Decker arrived and joined Horn, and the pair began searching the rear of the property as the fire grew, igniting the home, a large shed and a nearby tractor-trailer rig. Horn spotted a man near a travel trailer trying to extinguish spot fires with a bucket of water. The man ignored the officers’ commands to evacuate the area and the pair realized they would have to go in after him.
“He wasn’t responding to our P.A. announcements,” said Decker. “It was pretty much, ‘We have to go get this guy.’ He’s obviously not listening to us and he’s in danger. We went there to go get him and he said he didn’t want to leave. At that time is probably when we heard the first or second propane tank explode. It was like, ‘All right, it’s time to go.’”
Velasco was a few seconds behind Decker and Horn and confirmed the seriousness of the situation.

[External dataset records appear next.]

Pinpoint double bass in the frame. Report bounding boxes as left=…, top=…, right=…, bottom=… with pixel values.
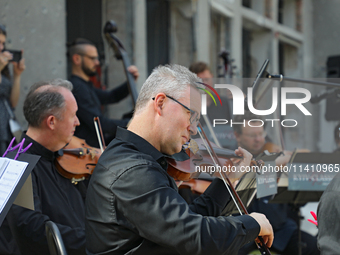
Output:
left=55, top=20, right=138, bottom=181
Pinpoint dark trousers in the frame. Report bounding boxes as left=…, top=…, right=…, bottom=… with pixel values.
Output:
left=238, top=230, right=320, bottom=255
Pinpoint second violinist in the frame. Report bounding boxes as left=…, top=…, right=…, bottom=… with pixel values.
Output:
left=9, top=79, right=86, bottom=255
left=86, top=65, right=274, bottom=255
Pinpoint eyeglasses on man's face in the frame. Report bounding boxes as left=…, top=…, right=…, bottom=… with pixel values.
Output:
left=152, top=95, right=200, bottom=126
left=79, top=54, right=99, bottom=62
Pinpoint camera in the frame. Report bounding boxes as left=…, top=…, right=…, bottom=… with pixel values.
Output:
left=5, top=49, right=22, bottom=62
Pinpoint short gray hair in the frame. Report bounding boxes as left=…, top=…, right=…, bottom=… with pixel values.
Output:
left=135, top=65, right=202, bottom=113
left=24, top=79, right=73, bottom=127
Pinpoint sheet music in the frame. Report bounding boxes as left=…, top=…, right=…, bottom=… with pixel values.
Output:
left=0, top=157, right=28, bottom=213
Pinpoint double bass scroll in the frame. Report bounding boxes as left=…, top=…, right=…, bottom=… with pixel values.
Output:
left=104, top=20, right=138, bottom=107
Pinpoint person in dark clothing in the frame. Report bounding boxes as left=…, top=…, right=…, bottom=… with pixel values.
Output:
left=9, top=79, right=86, bottom=255
left=189, top=61, right=237, bottom=150
left=85, top=65, right=273, bottom=255
left=233, top=111, right=320, bottom=255
left=69, top=38, right=139, bottom=148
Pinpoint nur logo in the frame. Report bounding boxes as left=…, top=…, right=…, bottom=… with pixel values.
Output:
left=198, top=82, right=222, bottom=115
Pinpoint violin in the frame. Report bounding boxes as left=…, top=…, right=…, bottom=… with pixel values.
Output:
left=167, top=123, right=271, bottom=255
left=167, top=139, right=240, bottom=181
left=55, top=136, right=102, bottom=184
left=167, top=139, right=263, bottom=181
left=261, top=142, right=282, bottom=153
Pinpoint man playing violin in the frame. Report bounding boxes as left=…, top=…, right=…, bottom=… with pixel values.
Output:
left=233, top=111, right=320, bottom=255
left=68, top=38, right=139, bottom=148
left=10, top=79, right=86, bottom=255
left=86, top=65, right=273, bottom=255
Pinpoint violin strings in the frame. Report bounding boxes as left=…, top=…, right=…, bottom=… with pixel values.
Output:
left=197, top=128, right=243, bottom=215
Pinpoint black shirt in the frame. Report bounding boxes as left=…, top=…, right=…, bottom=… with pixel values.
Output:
left=86, top=128, right=260, bottom=255
left=69, top=75, right=129, bottom=148
left=11, top=134, right=85, bottom=255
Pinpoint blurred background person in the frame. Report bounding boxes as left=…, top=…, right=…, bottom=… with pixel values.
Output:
left=69, top=38, right=139, bottom=148
left=0, top=25, right=25, bottom=155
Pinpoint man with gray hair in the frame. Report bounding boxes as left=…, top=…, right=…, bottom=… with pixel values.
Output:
left=10, top=79, right=86, bottom=254
left=86, top=65, right=273, bottom=255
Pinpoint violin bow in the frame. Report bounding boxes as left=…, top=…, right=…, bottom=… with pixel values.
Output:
left=197, top=123, right=271, bottom=255
left=93, top=117, right=106, bottom=152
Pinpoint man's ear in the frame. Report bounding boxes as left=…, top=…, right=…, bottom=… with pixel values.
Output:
left=153, top=93, right=166, bottom=115
left=72, top=54, right=81, bottom=65
left=234, top=131, right=240, bottom=141
left=45, top=115, right=57, bottom=130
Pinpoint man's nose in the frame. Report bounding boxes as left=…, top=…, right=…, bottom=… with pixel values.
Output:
left=189, top=124, right=198, bottom=135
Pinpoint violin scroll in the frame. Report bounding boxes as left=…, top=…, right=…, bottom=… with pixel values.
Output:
left=55, top=136, right=101, bottom=184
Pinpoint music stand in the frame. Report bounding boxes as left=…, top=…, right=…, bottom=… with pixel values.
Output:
left=0, top=138, right=40, bottom=226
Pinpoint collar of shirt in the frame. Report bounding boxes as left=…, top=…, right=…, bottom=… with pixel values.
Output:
left=116, top=127, right=168, bottom=170
left=22, top=132, right=57, bottom=161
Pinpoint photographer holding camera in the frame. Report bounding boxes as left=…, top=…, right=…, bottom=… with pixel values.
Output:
left=0, top=25, right=25, bottom=156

“As they were walking up to the gentleman, they were focused on getting him out, which is a good thing,” said Velasco. “I had a few seconds to look around. We had a trailer on fire next to the truck that could have been full of fuel, next to propane tanks next to the fifth wheel (trailer). We were so close that we could feel the heat of the fire. It was definitely time to go. There was no other choice than we had to get him out of there and get ourselves out of there.”
The officers, along with their subject, took cover behind a trailer as the fire grew and propane tanks continued to explode. Rather than rest there, their problems only got worse. The exhausted man was unable to continue walking and could not assist in his own rescue. The officers said he didn’t have the energy to even get on his feet — and they were all still cut off from safety by a fence topped with barbed wire.
“It wasn’t reasonable to think that we were able to get him from that point all the way to the end of the fence line,” explained Velasco. “At that point, we decided that we had to knock the fence over, which had barbed wire. From the other side, Sgt. Grubaugh helped knock the fence down. Then we had to get (the victim) up over the fence and into a car.”
Oakley Police Chief Eric Christensen said the victim was delivered to paramedics, though the victim declined any further medical assistance. It was later determined the rescued man sparked the fire by using the grinder. The East Contra Costa Fire Protection District and the Contra Costa County Office of the Sheriff are investigating the incident to determine if any charges will be filed against the man, who has not been named. Christensen also said he believed that the actions of the OPD officers saved the man’s life and he is planning to recognize the officers involved for heroism.
“I have so much gratitude and respect for these officers for their rescue efforts,” added Oakley Mayor Claire Alaura. “Not only were they faced with imminent danger from the encroaching fire and explosive propane tanks, they also encountered a combative and then incapacitated subject. I’m very proud of these officers’ quick thinking and actions that no doubt saved a life.”